White Sox Minor League Update: July 5, 2025
The best of the system advance with wins, with Tanner McDougal winning his second in a row
The system fought back strong after a winless Friday, with the three winning teams all getting back on the left-hand column with various degrees of domination.
Charlotte Knights 7, Jacksonville Jumbo Shrimp 2 (Statcast box)
Nearly every hitter who stars with Charlotte is a familiar face, given two-thirds of the lineup has seen time in Chicago this year. So yeah, Tim Elko, Korey Lee and even Jacob Amaya have all taken star turns with the big club already this season.
A quick look at Tim Elko and Jacob Amaya's Home Runs from tonight! pic.twitter.com/c88dWUNIK8
— Charlotte Knights (@KnightsBaseball) July 6, 2025
But starting pitcher Evan McKendry? OK, well, he’s a Brewers product so given that ridiculous 2025 pipeline down I-94 it’s almost as if we know him as well. But the righty really got the job done for the Knights tonight as they scraped back to .500 (43-43), with an efficient five-inning, 55-pitch effort. Well done, big fella.
Birmingham Barons 7, Chattanooga Lookouts 0
It was touch-and-go for a sec, as the Birmingham offense wasn’t doing too much in support of Tanner McDougal (six scoreless innings), but the ascendant starter star departed with a 2-1 lead and a five-spot from the visiting Barons iced the righty’s sixth win of the year.
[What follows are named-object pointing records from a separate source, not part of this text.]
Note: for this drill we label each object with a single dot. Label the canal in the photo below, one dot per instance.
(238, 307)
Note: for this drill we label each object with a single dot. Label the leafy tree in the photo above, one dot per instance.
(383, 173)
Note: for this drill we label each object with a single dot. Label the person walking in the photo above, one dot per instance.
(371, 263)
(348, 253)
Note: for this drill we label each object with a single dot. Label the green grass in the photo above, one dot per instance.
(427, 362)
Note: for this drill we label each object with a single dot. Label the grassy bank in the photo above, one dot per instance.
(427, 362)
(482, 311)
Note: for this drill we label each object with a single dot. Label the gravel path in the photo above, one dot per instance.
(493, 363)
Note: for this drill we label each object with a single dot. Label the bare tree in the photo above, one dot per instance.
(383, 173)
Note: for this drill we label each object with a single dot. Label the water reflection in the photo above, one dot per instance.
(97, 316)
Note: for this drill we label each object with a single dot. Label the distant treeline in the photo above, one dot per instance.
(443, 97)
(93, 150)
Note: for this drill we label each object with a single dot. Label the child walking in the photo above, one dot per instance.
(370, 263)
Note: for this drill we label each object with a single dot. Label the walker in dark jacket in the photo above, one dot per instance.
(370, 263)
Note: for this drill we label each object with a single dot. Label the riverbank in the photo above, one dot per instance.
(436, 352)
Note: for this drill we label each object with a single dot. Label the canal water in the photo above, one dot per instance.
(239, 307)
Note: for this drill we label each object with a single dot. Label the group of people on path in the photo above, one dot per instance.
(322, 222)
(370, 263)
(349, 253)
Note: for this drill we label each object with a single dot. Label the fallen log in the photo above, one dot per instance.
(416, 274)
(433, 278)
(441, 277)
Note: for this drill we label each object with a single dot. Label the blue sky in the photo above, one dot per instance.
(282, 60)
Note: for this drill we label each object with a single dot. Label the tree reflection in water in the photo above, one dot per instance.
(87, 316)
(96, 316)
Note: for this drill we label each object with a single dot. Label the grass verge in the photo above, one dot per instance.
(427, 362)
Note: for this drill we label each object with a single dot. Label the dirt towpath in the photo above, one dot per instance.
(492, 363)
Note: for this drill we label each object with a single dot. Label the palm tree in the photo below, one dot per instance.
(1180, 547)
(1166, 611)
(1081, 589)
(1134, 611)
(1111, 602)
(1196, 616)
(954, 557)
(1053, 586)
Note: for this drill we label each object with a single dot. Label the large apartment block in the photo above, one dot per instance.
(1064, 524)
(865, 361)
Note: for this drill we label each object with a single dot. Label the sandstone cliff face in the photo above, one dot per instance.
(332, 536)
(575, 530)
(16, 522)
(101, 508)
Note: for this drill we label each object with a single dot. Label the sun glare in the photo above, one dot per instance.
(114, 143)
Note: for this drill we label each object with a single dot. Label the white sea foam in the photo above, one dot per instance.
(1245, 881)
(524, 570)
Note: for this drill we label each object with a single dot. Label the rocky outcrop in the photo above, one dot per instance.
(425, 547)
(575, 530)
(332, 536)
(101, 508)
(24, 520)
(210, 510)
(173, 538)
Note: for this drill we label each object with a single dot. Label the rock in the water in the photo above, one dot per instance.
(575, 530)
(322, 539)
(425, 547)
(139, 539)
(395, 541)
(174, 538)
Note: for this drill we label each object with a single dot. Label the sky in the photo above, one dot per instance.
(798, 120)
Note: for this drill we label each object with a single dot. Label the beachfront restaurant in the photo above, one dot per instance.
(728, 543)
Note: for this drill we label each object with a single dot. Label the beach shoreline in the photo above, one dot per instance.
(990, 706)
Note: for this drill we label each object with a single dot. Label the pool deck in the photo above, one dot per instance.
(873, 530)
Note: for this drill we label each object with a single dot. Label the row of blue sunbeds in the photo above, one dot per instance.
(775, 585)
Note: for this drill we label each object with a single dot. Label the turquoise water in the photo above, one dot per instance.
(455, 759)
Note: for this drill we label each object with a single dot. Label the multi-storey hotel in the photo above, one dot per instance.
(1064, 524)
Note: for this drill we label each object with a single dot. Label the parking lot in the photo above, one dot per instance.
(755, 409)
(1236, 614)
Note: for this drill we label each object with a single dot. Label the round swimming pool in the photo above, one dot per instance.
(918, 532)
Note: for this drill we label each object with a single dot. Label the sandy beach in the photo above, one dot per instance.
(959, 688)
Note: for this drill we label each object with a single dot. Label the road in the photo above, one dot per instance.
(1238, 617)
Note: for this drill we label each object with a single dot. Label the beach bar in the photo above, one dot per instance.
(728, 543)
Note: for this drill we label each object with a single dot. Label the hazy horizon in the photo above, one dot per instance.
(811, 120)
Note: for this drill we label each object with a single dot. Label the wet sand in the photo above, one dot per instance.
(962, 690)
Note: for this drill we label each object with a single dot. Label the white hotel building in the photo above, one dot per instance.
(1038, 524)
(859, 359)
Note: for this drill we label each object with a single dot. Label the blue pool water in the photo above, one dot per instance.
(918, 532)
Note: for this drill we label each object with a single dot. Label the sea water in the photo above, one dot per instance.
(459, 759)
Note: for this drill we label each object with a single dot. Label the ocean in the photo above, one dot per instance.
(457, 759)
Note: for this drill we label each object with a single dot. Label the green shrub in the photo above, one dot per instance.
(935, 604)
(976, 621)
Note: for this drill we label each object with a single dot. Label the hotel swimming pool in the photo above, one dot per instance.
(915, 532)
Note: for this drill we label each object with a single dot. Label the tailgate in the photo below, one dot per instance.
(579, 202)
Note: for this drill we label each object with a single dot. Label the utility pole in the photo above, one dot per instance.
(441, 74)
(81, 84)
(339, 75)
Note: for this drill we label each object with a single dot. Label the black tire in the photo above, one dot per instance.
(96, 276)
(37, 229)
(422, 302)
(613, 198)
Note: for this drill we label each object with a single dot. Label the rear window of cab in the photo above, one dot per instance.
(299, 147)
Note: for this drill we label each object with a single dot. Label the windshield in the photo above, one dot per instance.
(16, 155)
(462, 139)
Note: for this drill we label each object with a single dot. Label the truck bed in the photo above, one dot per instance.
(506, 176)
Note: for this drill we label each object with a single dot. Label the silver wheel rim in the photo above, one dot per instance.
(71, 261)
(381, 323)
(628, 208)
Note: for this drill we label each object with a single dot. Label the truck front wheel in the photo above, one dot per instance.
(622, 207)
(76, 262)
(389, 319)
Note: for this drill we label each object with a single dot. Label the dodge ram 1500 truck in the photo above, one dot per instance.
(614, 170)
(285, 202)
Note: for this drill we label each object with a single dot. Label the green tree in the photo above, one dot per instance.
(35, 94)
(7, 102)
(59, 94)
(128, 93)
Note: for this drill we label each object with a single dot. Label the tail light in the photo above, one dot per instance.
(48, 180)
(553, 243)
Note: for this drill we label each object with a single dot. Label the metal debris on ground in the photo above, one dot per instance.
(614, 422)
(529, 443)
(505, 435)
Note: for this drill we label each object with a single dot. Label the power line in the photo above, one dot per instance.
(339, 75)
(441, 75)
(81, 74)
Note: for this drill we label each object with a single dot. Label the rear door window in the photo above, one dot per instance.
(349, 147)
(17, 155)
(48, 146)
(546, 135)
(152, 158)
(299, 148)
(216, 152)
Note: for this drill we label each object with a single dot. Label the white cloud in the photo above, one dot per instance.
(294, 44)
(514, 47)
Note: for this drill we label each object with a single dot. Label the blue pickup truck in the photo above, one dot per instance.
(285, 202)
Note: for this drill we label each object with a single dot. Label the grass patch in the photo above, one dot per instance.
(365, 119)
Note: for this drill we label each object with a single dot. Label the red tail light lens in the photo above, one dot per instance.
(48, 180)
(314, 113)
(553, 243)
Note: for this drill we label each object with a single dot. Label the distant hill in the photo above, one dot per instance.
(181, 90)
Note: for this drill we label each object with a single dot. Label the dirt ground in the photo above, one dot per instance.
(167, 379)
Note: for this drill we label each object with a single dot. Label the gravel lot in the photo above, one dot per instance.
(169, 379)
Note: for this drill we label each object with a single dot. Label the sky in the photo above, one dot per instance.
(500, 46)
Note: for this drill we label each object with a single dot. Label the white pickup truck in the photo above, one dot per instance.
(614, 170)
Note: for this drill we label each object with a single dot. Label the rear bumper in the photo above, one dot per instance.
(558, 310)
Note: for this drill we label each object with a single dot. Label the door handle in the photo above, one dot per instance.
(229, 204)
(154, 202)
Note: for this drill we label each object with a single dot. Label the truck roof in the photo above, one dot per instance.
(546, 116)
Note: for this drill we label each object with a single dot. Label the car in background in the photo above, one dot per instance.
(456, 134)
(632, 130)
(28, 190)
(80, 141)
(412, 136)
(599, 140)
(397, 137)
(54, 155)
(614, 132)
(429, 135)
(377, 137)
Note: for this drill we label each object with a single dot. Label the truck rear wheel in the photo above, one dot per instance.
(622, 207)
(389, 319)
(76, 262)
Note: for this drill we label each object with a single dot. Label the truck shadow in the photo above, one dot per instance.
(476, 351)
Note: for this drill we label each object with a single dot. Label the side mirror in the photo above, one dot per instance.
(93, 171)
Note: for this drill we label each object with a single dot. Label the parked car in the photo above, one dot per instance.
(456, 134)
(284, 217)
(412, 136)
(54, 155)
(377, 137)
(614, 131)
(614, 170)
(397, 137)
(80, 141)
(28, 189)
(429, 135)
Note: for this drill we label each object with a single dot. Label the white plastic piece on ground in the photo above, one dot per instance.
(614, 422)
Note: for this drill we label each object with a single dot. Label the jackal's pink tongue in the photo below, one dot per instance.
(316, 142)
Just one extra-base hit in this one, and not an RBI XBH at that, so there was some clever station-to-station play and timely sac hits from the bats. The Barons improved to 43-37.
Hub City Spartanburgers 6, Winston-Salem Dash 1
The Dash (29-50) were lucky this one was played in “Hub City,” a location you’ll find on no map, because this effort was one for invisible ink. By that I mean it had all the markings of a traditional and customary Winston-Salem loss: meh pitching, offense so bad at executing it should be executed, shoddy defense, and the token run scored in the ninth to spoil a shutout and further ignominy. Next game, please.
Hickory Crawdads 10, Kannapolis Cannon Ballers 5
This type of weirdness you don’t usually see: a doubleheader within one, nine-inning game. The opener went 5 ½ innings and ended in a scoreless tie. The nightcap? Oof: Dads 10, Ballers 5. Or, put another way, if Hickory had only been allowed to bat in the sixth inning tonight, the two teams would have played into extras, at 5-5. Kannapolis (36-44) is seeing its godawful June stretch into July, and the likelihood of seeing any playoff action among the affiliates — much less the two-pack we got in 2024 with Kanny and Birmingham — is remote.
ACL White Sox 11, ACL Dodgers 7
With a loss on Friday, the Complex Sox (26-21) tumbled back out of first place, and it’s clear that the quick morning-game turnaround on Saturday was their mark in the sand: WE WILL NOT FALL FROM FIRST. To that end, the Complexers put a five-spot up in their first bats and never trailed in the game. However, the Dodgers (26-22) are a formidable opponent, and fought back by midgame to tie the contest up, 5-5.
What did the Sox do? Almost immediately after getting knotted, in the sixth inning, Chicago’s youngest put up ANOTHER five-spot. That’s BUFF. The club followed some of their usual tactics in clawing back into first: Running wild on the bases, just enough by way of heavy clouts, and relief pitching to the rescue. The polls will provide the individual accolades, but beyond a give-back start from Fabian Ysalla (5 IP, 8 H, 5 R, 3 ER, 3 K) it was a full-roster team effort.
Oh, wait, in a hi-larious postscript, Complex Sox skipper Danny Gonzalez was ejected from the game before the second inning, likely a result of protesting Leandro Alsinois being called out on strikes to end the five-run first.